Aus Angst vor den Folgen der Staatsschuldenkrise hat die Sicherheit bei der Geldanlage für viele Deutsche inzwischen die höchste Priorität. Wie der Bundesverband Deutscher Banken meldete, sind die Deutschen bei der Auswahl ihrer Geldanlagen “mehr denn je” auf Sicherheit bedacht. Dies zeige sich darin, dass sie mit 1.928 Milliarden Euro “gut 40% des Geldvermögens als Spar-, Sicht-, Termineinlagen und Bargeld” halten (Stand: Ende 2011) – so viel wie nie zuvor. Die Geldanlagen bei (vor allem Lebens-)Versicherungen einschließlich Pensionskassen, Pensionsfonds und berufsständischen Versorgungswerken betrug Ende 2011 etwa 1.432 Milliarden Euro.

Um Aktien machen Anleger dagegen nach wie vor einen großen Bogen: Der Anteil des Geldvermögens der Privathaushalte, der in Aktien investiert ist, liegt bei gerade mal knapp 5% und entspricht einer Anlagesumme von 222 Milliarden Euro. Etwas mehr, nämlich 247 Milliarden Euro sind in festverzinslichen Wertpapieren (inklusive Zertifikaten) angelegt und 395 Milliarden Euro in Investmentfonds.

Trotz der Kursverluste an den Kapitalmärkten konnten die deutschen Privathaushalte ihr Geldvermögen im letzten Jahr steigern. Ende 2011 betrug es der Bundesbank zufolge 4,7 Billionen Euro – das entspricht einem Anstieg von 1,2% gegenüber dem Vorjahr und damit auch einem neuen Rekordwert.
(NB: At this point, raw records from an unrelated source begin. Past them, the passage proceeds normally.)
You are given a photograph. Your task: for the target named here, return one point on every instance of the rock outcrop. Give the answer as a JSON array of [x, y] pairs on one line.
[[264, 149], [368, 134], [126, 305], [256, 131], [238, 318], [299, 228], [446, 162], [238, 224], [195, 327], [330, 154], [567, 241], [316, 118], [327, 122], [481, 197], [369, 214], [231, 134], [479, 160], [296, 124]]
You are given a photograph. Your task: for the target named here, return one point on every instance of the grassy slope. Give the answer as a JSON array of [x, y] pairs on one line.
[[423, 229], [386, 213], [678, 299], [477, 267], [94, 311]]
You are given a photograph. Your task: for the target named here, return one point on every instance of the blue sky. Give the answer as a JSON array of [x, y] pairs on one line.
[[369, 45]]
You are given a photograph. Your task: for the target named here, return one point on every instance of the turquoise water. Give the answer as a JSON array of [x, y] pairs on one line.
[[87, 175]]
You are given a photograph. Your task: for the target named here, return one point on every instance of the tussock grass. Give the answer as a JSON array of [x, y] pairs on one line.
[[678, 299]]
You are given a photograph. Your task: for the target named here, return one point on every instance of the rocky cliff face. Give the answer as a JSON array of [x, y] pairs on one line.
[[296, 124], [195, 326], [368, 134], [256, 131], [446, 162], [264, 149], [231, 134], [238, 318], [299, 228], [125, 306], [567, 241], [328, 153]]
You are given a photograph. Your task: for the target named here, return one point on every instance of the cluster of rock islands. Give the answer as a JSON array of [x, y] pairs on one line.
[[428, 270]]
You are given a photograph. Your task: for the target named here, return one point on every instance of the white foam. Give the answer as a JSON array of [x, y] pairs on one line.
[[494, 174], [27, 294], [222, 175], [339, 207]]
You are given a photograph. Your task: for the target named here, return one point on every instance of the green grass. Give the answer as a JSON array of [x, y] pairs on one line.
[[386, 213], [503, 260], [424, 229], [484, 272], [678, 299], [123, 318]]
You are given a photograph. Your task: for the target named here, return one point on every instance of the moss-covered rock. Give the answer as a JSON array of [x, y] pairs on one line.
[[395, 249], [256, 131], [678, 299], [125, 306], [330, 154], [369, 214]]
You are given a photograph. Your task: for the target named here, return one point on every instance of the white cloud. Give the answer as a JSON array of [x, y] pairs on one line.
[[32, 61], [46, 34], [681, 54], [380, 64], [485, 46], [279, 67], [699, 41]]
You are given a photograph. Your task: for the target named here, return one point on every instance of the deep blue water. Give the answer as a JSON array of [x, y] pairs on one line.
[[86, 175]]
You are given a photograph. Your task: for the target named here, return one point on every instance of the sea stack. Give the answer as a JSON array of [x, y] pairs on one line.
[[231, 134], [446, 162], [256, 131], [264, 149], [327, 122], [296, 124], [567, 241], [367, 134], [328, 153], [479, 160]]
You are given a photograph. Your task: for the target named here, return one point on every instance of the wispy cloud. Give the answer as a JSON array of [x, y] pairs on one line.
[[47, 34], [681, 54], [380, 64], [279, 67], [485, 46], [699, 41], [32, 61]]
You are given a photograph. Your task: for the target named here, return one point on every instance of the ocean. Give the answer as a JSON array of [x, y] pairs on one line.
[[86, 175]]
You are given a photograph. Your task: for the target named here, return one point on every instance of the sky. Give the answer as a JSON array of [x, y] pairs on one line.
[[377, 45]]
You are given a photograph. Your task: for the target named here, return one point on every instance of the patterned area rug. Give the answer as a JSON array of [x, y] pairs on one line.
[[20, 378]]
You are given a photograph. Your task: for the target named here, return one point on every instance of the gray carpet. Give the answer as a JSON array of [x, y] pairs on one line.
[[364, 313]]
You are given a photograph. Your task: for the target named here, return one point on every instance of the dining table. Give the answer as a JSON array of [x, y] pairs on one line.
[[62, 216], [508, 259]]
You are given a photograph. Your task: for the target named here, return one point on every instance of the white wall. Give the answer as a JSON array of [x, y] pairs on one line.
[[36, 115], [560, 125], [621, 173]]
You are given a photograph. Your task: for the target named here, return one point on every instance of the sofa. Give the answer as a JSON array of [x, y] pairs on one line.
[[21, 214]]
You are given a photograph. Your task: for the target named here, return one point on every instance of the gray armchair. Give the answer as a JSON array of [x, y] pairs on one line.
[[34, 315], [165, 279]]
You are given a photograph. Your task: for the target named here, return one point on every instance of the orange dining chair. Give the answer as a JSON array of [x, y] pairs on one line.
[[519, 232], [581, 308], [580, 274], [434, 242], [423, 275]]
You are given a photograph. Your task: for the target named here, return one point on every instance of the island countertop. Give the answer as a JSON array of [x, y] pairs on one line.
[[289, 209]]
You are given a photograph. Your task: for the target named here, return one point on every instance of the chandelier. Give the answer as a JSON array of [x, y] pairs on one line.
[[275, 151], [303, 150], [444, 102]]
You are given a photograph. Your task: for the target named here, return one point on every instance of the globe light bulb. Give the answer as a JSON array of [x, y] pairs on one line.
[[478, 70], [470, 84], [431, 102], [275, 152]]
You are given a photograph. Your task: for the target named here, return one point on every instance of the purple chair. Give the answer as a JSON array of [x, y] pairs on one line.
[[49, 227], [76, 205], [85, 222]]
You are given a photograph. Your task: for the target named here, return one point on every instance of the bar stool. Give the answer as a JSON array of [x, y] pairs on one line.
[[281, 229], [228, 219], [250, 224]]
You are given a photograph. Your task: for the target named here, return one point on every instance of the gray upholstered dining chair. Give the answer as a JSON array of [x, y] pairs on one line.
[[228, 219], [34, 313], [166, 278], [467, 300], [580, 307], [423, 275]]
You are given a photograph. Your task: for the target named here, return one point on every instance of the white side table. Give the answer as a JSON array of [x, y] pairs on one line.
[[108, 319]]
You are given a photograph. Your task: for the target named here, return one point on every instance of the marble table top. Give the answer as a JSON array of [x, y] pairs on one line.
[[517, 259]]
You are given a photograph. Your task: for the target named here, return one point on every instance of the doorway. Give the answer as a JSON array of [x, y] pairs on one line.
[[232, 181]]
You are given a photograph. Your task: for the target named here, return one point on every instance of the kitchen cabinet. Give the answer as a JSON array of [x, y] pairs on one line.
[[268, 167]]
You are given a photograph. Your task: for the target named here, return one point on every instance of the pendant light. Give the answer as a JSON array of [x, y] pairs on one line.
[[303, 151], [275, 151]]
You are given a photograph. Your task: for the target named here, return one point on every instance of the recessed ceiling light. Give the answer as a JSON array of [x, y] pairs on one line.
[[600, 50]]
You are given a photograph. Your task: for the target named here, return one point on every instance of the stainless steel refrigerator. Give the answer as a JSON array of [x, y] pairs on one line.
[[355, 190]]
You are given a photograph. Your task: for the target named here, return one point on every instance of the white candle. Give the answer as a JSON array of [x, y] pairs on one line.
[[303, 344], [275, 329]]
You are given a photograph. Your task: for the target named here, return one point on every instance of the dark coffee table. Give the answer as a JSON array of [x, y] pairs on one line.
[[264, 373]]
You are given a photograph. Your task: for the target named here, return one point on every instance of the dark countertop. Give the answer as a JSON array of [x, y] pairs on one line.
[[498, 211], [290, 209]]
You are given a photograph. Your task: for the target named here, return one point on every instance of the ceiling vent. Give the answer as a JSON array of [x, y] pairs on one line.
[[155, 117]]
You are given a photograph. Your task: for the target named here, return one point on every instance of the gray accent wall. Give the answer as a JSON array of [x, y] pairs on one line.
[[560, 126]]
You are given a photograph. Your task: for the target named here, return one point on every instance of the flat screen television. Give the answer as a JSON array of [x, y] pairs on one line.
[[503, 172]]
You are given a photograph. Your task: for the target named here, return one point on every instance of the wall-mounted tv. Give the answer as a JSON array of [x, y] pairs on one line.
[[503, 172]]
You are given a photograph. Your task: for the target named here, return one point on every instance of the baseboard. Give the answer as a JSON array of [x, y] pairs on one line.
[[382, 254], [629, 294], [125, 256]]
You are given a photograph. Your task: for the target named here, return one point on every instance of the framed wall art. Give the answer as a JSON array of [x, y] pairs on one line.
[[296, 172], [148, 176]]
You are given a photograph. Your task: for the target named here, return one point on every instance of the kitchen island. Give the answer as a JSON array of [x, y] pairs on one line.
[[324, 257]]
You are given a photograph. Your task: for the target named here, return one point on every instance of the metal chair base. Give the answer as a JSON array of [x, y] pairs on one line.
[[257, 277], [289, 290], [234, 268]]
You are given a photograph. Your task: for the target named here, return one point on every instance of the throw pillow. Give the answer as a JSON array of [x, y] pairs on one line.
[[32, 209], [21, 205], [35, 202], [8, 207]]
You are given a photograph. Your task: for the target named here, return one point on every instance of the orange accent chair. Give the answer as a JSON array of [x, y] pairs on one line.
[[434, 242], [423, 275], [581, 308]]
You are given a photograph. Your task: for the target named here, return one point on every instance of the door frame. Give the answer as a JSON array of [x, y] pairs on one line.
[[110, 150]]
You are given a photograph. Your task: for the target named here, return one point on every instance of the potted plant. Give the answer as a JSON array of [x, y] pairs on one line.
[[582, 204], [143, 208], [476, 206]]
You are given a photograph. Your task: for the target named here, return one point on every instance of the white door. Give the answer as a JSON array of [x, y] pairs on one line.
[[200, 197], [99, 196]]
Auch die Deutsche Bundesbank teilte vor kurzem mit, dass der Anteil des Vermögens, der in sicheren Geldanlagen angelegt ist, von 39,3% (Ende 2010) auf 40,9% (Ende 2011) gestiegen sei. Der Anteil des in Aktien investierten Vermögens ist diesen Angaben zufolge von 5,2% auf 4,7% zurückgegangen, berichtet die “Bild”-Zeitung. Die Zeitung weist außerdem darauf hin, dass die Deutschen darüber hinaus ein Immobilienvermögen von 5,0 Billionen Euro, aber auch Kreditschulen (vor allem Hypotheken) von rund 1,5 Billionen Euro haben.